Airbus pourrait assembler des avions de chasse au Québec

Un événement était organisé par la multinationale lundi à Mirabel, où s’effectue l’assemblage des appareils A220, nés de la C Series de Bombardier.
Photo: Ryan Remiorz La Presse canadienne Un événement était organisé par la multinationale lundi à Mirabel, où s’effectue l’assemblage des appareils A220, nés de la C Series de Bombardier.

Airbus n’écarte pas la possibilité que le Québec puisse accueillir une chaîne de fabrication d’avions de chasse ainsi qu’une usine destinée à la construction de satellites si le géant européen parvient à décrocher de nouveaux contrats au Canada.

Ces scénarios ont été évoqués par le président des activités canadiennes d’Airbus, Simon Jacques, lundi, dans le cadre d’un événement organisé par la multinationale à Mirabel, où s’effectue l’assemblage des appareils A220, nés de la C Series de Bombardier.

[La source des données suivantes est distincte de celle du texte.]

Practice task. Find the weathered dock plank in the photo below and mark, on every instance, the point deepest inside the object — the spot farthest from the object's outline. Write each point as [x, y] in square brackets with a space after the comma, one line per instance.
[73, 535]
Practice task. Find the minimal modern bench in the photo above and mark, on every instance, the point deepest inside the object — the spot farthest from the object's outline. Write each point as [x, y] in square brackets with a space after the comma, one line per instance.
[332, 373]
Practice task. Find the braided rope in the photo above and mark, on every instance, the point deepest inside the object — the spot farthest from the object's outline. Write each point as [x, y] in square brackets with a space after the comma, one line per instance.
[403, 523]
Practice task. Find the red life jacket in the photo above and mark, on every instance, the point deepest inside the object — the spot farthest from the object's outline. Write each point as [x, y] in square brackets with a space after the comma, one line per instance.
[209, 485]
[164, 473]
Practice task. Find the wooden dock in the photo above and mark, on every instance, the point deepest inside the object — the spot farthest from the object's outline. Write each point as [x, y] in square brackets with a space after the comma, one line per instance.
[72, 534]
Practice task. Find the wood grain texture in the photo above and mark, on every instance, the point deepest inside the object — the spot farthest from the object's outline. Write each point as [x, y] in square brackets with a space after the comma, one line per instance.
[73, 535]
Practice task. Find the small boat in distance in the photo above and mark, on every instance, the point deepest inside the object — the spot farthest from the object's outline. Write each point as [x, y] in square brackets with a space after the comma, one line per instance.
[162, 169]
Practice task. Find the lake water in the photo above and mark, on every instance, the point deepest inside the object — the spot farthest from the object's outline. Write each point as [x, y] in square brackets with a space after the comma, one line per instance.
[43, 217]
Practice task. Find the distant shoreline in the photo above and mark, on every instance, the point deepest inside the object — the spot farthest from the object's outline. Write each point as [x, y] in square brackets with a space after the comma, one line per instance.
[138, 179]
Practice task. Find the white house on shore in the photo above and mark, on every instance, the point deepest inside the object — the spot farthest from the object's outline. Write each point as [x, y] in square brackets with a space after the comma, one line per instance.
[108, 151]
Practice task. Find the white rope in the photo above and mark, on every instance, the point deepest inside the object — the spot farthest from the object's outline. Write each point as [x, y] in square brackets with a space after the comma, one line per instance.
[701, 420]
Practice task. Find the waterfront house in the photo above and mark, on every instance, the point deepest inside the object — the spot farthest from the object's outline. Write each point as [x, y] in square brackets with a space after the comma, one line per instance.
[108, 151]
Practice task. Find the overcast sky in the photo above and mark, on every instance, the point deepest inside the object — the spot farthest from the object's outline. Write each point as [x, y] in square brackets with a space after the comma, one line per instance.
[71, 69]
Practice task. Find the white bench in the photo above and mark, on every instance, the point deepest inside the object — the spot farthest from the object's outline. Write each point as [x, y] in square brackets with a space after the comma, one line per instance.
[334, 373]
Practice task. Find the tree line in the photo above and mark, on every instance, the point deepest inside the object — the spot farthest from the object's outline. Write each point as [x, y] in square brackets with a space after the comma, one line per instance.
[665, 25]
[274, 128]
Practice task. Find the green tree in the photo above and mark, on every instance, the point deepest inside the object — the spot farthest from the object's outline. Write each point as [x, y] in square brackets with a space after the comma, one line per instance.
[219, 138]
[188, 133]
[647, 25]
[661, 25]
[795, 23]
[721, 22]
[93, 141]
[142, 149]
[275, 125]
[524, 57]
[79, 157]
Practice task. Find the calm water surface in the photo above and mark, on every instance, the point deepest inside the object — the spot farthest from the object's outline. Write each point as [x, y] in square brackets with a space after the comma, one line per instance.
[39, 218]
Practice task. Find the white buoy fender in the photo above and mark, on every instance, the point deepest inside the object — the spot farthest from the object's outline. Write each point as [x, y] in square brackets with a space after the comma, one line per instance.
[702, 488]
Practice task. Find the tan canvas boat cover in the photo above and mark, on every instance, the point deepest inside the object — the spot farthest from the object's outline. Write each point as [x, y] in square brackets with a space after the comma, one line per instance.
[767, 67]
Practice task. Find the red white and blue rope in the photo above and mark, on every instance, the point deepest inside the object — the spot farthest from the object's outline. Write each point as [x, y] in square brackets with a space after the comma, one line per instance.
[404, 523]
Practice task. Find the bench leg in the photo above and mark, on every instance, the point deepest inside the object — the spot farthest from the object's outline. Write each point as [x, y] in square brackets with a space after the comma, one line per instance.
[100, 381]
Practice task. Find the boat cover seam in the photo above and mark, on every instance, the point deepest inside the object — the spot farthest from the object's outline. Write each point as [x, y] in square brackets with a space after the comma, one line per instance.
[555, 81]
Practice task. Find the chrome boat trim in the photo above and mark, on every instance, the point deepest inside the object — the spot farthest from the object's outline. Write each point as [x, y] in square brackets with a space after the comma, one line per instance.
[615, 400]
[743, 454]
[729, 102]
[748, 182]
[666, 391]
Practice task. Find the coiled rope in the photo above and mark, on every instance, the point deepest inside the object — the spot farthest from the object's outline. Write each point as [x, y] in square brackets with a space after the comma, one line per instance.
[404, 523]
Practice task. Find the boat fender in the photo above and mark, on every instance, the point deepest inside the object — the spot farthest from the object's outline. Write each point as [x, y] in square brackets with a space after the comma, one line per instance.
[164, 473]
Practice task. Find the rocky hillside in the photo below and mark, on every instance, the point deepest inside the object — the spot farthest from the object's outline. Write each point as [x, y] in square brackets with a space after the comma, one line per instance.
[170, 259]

Airbus convoite entre autres l’appel d’offres du gouvernement canadien — qui devrait être lancé avant le début de la prochaine campagne électorale — pour l’achat de 88 avions de chasse visant à remplacer ses CF-18 vieillissants. Airbus propose l’Eurofighter Typhoon. « Absolument, a répondu M. Jacques lorsqu’il lui a été demandé si la chaîne de fabrication pourrait se trouver au Québec. Nous évaluons nos options. »

En plus d’Airbus, Boeing, Lockheed Martin et Saab ont été retenues par le gouvernement canadien.

La construction d’une nouvelle chaîne de fabrication ne serait pas un casse-tête logistique vu qu’il y a de l’espace de disponible à Mirabel, a expliqué M. Jacques. Étant donné que l’appel d’offres devrait imposer du contenu local, le dirigeant d’Airbus au Canada a dit vouloir proposer une « solution canadienne ».

L’actionnaire majoritaire du A220 a décroché son premier contrat d’envergure en 2016 avec Ottawa, qui lui a commandé 16 avions de recherche et de sauvetage, une entente de 2,4 milliards, en plus de 2,3 milliards en entretien et service après-vente pour 20 ans. Le premier de ces appareils doit être livré d’ici la fin de l’année.

Parallèlement au dossier des avions de combat, le dirigeant d’Airbus a indiqué que l’entreprise pourrait se tourner vers le Québec pour la construction de satellites si sa proposition est retenue par Télésat Canada. L’exploitant de satellites de télécommunication avait sollicité des offres à Airbus et Thales dans le cadre d’un projet entourant le lancement en orbite « d’entre 300 et 500 satellites », selon M. Jacques, dans un projet entourant l’accès à Internet. « Cela viendrait changer la donne au Québec », a-t-il lancé, en évoquant au passage la création de quelque 200 nouveaux emplois.

Des économies pour l’A220

Alors qu’Airbus continue d’accroître son empreinte à Mirabel, l’avionneur a réitéré l’un de ses principaux objectifs. La réduction des coûts de production pour chaque A220 qui sort de sa chaîne de fabrication doit être largement supérieure à 10 %. Une importante partie de ces réductions proviendront de la chaîne d’approvisionnement du programme A220, puisque le géant européen serre la vis aux fournisseurs en négociant avec ces derniers pour obtenir des baisses de prix.

Parallèlement, l’amélioration de la productivité dans le cadre de l’accélération de la cadence de production devrait également faire baisser les coûts, a expliqué le directeur du programme, Philippe Balducchi. L’an dernier, 33 appareils A220 ont été livrés — 13 par Bombardier et 20 par Airbus. Aucune cible n’a été dévoilée en ce qui a trait à 2019.

La tournée nord-américaine organisée par le géant européen se terminera mercredi à Mobile, en Alabama, alors qu’on devrait procéder au lancement des travaux de la chaîne de fabrication américaine destinée au A220.